Strong School is a school located at 69 Grand Ave. in the Fair Haven neighborhood of New Haven, Connecticut, USA. It is an overflow school for district kindergartners and first graders. It has a student population of approximately 277 utilizing a 1.055 acre site.

==Structures==

===First building (1808–?)===
Nathaniel Graniss, an early area settler, felt there was need for a school in the area, and deeded land where a school was built in 1808. The building was renovated into a church in 1830, and school rooms were relegated to the basement. The church moved down the street to occupy a different building in 1864, and the building was once again utilized entirely as a school. The facility was then named after Theodore Dwight Woolsey. In 1873, another school was constructed on Woolsey Street, taking up the Woolsey School name. The original building was then renamed Grand Street School or Fair Haven School.

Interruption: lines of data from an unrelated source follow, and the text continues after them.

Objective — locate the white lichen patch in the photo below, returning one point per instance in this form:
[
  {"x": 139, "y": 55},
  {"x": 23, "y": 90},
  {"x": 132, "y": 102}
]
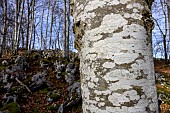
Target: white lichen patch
[
  {"x": 132, "y": 94},
  {"x": 106, "y": 92},
  {"x": 94, "y": 4},
  {"x": 122, "y": 58},
  {"x": 118, "y": 74},
  {"x": 135, "y": 5},
  {"x": 117, "y": 99},
  {"x": 91, "y": 85},
  {"x": 127, "y": 81},
  {"x": 100, "y": 104},
  {"x": 133, "y": 15},
  {"x": 108, "y": 65}
]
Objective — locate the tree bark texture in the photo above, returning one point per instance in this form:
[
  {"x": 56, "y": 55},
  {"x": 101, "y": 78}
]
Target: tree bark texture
[{"x": 116, "y": 65}]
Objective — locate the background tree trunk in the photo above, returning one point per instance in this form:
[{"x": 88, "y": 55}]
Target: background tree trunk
[{"x": 116, "y": 63}]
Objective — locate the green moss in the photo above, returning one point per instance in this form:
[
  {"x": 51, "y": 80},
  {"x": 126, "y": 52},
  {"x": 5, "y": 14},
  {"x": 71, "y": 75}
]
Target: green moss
[
  {"x": 46, "y": 61},
  {"x": 1, "y": 67},
  {"x": 52, "y": 107},
  {"x": 11, "y": 108},
  {"x": 44, "y": 91},
  {"x": 55, "y": 96}
]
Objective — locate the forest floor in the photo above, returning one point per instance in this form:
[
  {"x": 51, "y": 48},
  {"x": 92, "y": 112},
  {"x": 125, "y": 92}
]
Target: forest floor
[{"x": 37, "y": 101}]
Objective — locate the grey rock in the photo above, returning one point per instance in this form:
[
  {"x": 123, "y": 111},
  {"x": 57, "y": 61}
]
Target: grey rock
[
  {"x": 61, "y": 108},
  {"x": 70, "y": 76},
  {"x": 74, "y": 95},
  {"x": 8, "y": 86},
  {"x": 39, "y": 81},
  {"x": 7, "y": 97},
  {"x": 5, "y": 78},
  {"x": 16, "y": 68}
]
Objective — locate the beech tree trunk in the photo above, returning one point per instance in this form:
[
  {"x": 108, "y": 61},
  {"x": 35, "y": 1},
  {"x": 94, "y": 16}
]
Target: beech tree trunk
[{"x": 116, "y": 64}]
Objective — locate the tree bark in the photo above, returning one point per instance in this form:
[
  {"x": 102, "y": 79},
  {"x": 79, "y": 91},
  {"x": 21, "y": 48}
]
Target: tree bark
[{"x": 116, "y": 63}]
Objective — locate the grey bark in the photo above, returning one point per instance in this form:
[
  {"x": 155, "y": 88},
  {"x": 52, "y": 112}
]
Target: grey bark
[{"x": 116, "y": 64}]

===Second building (1895–1914)===
A new building replaced the old one in 1895 and was renamed the Horace H. Strong School after a Warden for Fair Haven and member of the Fair Haven Board of Education. The building burned down on January 27, 1914.

===Third building (1915–2011)===
The third structure was built in 1915 at 69 Grand Ave in the Collegiate Tudor style of architecture. While at this site, it was an overflow school for district kindergartners and first graders. It had a student population of approximately 277 utilizing a 1.055 acre site.

===Fourth building (2011–present)===
Strong School was moved in 2011 to the former Vincent Mauro school, located Orchard Street in New Haven.